2. Previous studies have concentrated on limited factors associated with OHRQOL. There is a need to identify additional determinants of OHRQOL, including psychological and social variables and those describing organization of the health care system.
3. There are only few studies on the impact of specific treatments of QOL. Additional research is needed to evaluate the treatment of existing disease, its prevention, and enhancement of health. Also, more studies on the latest techniques such as effect of implants on OHRQOL15 should be conducted.
4. Clinical decision making calls for integration of additional outcomes besides OHRQOL, including clinical indices, patient satisfaction, longevity, and cost. However, OHRQOL has been evaluated as a primary outcome in most of the studies and methods that have not been developed to permit a clinician to systemically incorporate OHRQOL with the other relevant patient outcomes.

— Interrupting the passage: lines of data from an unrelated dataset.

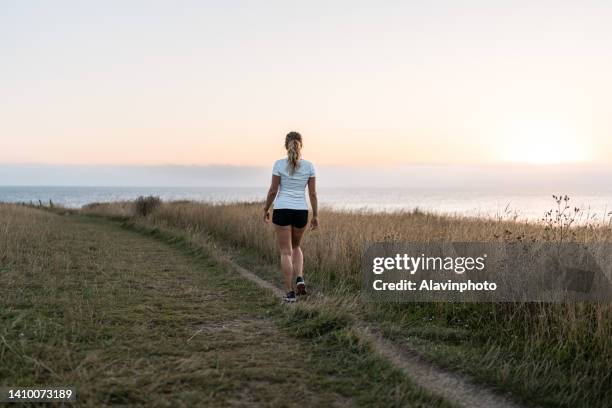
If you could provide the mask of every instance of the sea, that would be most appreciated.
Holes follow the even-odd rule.
[[[163,200],[209,203],[263,201],[265,188],[228,187],[32,187],[0,186],[0,202],[43,203],[79,208],[93,202],[133,200],[154,195]],[[461,189],[319,188],[321,207],[342,211],[397,212],[415,209],[439,214],[537,221],[557,209],[554,192]],[[579,222],[612,217],[612,191],[568,194]]]

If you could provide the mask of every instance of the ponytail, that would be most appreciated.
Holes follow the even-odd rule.
[[[298,132],[290,132],[285,137],[285,148],[287,149],[287,167],[289,174],[295,174],[296,169],[300,166],[300,158],[302,157],[302,135]]]

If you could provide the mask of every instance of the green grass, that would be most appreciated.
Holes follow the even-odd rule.
[[[341,315],[133,229],[0,205],[0,384],[72,385],[84,406],[448,406]]]
[[[252,250],[234,251],[236,259],[245,264],[259,263],[256,270],[268,274],[275,269],[272,264],[265,266]],[[327,296],[335,298],[333,293],[327,292]],[[385,337],[409,345],[437,365],[467,374],[500,392],[511,391],[527,405],[612,405],[608,361],[600,359],[590,346],[594,321],[593,326],[580,328],[582,342],[568,348],[562,335],[556,342],[546,338],[536,342],[526,333],[532,328],[501,322],[504,312],[500,309],[511,305],[345,303],[339,302],[337,313],[343,309],[346,315],[360,316],[380,327]],[[533,324],[538,323],[542,309],[531,305]]]
[[[176,215],[172,208],[165,211]],[[220,209],[215,211],[221,214]],[[187,218],[175,222],[163,214],[130,222],[182,234],[186,240],[207,235],[206,218],[199,220],[202,225],[189,226]],[[211,221],[217,228],[211,233],[215,245],[259,276],[280,283],[274,253],[249,243],[238,229],[244,223],[236,220],[233,225],[231,216],[227,218],[222,233],[217,231],[219,220]],[[240,239],[232,239],[233,231]],[[267,239],[265,234],[262,238]],[[308,246],[305,254],[309,256]],[[387,338],[418,349],[430,361],[501,392],[510,391],[526,404],[612,406],[612,338],[604,334],[610,329],[609,305],[365,303],[358,293],[318,285],[317,279],[309,278],[316,272],[307,268],[305,273],[311,290],[329,300],[323,307],[360,316],[379,326]]]
[[[608,361],[593,347],[589,325],[583,320],[583,335],[567,342],[562,334],[534,339],[529,336],[541,323],[550,305],[530,304],[532,325],[500,322],[500,309],[512,305],[438,304],[435,313],[427,305],[364,305],[365,319],[379,322],[387,337],[405,342],[431,361],[476,380],[510,390],[524,402],[546,407],[608,407],[612,404],[612,373]],[[588,305],[557,305],[580,308]],[[556,316],[563,313],[556,313]],[[555,322],[550,315],[551,333]],[[527,320],[527,319],[524,319]],[[559,323],[557,323],[559,324]],[[560,324],[559,324],[560,325]],[[604,350],[605,352],[606,350]]]

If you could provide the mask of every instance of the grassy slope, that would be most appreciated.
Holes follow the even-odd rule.
[[[130,216],[131,206],[111,204],[90,211]],[[258,205],[169,203],[147,218],[132,220],[194,237],[212,234],[217,242],[234,247],[240,263],[278,281],[273,235],[262,229],[259,216]],[[323,212],[322,220],[320,231],[306,235],[306,273],[319,293],[346,300],[334,304],[336,310],[376,322],[389,338],[525,401],[548,407],[612,404],[610,305],[364,304],[352,288],[367,240],[550,240],[558,238],[558,228],[419,213]],[[611,239],[609,226],[574,232],[581,241]]]
[[[0,205],[0,384],[84,405],[447,405],[329,321],[178,244]]]

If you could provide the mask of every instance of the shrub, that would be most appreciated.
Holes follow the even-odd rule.
[[[155,196],[140,196],[134,202],[134,213],[142,217],[151,214],[153,210],[161,205],[161,198]]]

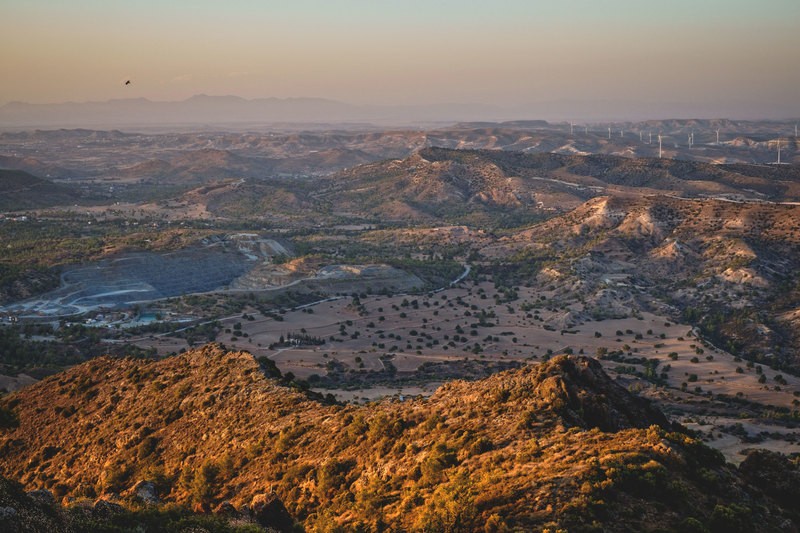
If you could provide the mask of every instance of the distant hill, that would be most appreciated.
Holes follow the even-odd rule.
[[[800,201],[800,167],[711,165],[610,155],[425,148],[340,171],[315,193],[334,210],[389,219],[567,211],[616,193]],[[466,218],[465,218],[466,217]]]
[[[735,355],[800,369],[800,205],[600,196],[487,256],[547,261],[565,287],[580,280],[584,319],[638,300]]]
[[[88,173],[80,170],[64,168],[61,165],[46,163],[35,157],[17,157],[0,155],[0,169],[23,170],[34,176],[45,178],[75,178]]]
[[[106,102],[29,104],[0,107],[6,127],[122,127],[142,125],[232,125],[247,123],[408,123],[495,120],[513,114],[479,104],[430,106],[352,105],[324,98],[256,98],[195,95],[181,101],[126,98]]]
[[[430,161],[484,161],[508,177],[563,178],[569,183],[673,191],[691,196],[722,193],[753,199],[800,199],[800,167],[794,165],[712,165],[673,159],[615,155],[524,154],[513,151],[430,148],[420,153]],[[754,194],[755,192],[755,194]]]
[[[785,134],[793,124],[732,121],[653,121],[614,125],[625,137],[607,138],[605,125],[576,128],[543,121],[460,123],[430,129],[386,130],[361,125],[319,129],[313,125],[276,126],[269,133],[183,131],[122,133],[86,129],[0,132],[0,168],[24,170],[48,179],[158,179],[198,183],[225,177],[322,175],[386,159],[404,159],[422,148],[496,150],[526,155],[592,154],[625,159],[658,157],[651,134],[666,129],[665,165],[676,160],[713,165],[769,165],[776,160],[800,162],[797,139]],[[253,126],[255,129],[260,129]],[[306,128],[303,130],[302,128]],[[300,131],[298,131],[298,129]],[[715,129],[720,129],[720,143]],[[697,144],[685,139],[689,132]],[[642,134],[642,140],[639,134]],[[648,163],[652,165],[652,163]],[[762,171],[763,172],[763,171]],[[779,175],[786,170],[775,170]],[[192,178],[196,174],[197,179]]]
[[[37,178],[21,170],[0,169],[0,209],[18,211],[73,204],[80,199],[74,190]]]
[[[796,465],[725,464],[586,357],[346,407],[265,373],[277,376],[269,361],[213,346],[87,362],[0,399],[0,472],[56,498],[136,506],[147,488],[220,519],[273,494],[309,530],[776,531],[800,519]]]
[[[314,209],[309,193],[314,190],[308,180],[299,178],[269,180],[215,181],[191,189],[176,201],[203,206],[208,212],[225,218],[305,216]]]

Oral Health-related Quality of Life and Need to Refocus Dental Education
Oral Health-related Quality of Life plays a central role in the future of dental education. Considering the structural factors that will shape dental health care in future, the challenges that oral health care providers face currently, and the recommendations for the future of dental education, the dental education community must begin to evaluate whether it is preparing future health care providers to be:
1. Truly patient centric
2. Culturally competent
3. Able to work from an interdisciplinary perspective that
places oral health in the context of a patient’s overall health
Oral Health-related Quality of Life is useful in refocus-
ing the content of educational efforts on these three goals.

CONCLUSION
Research on trends in dentistry and dental education shows that in future, fewer dentists will take care of the increasing number of patients. Therefore, educating these patients about promoting good oral health and preventive care will be crucial. Research also shows that certain population segments are drastically underserved. Dental education has to make a contribution if this situation is to change. Finally, with rapidly changing knowledge base and technology in all health-care fields, interdisciplinary considerations and collaborations become increasingly important. QOL measures are not only being used in population surveys but also in randomized clinical trials, technology assessment in health care and evaluation of health-care delivery systems.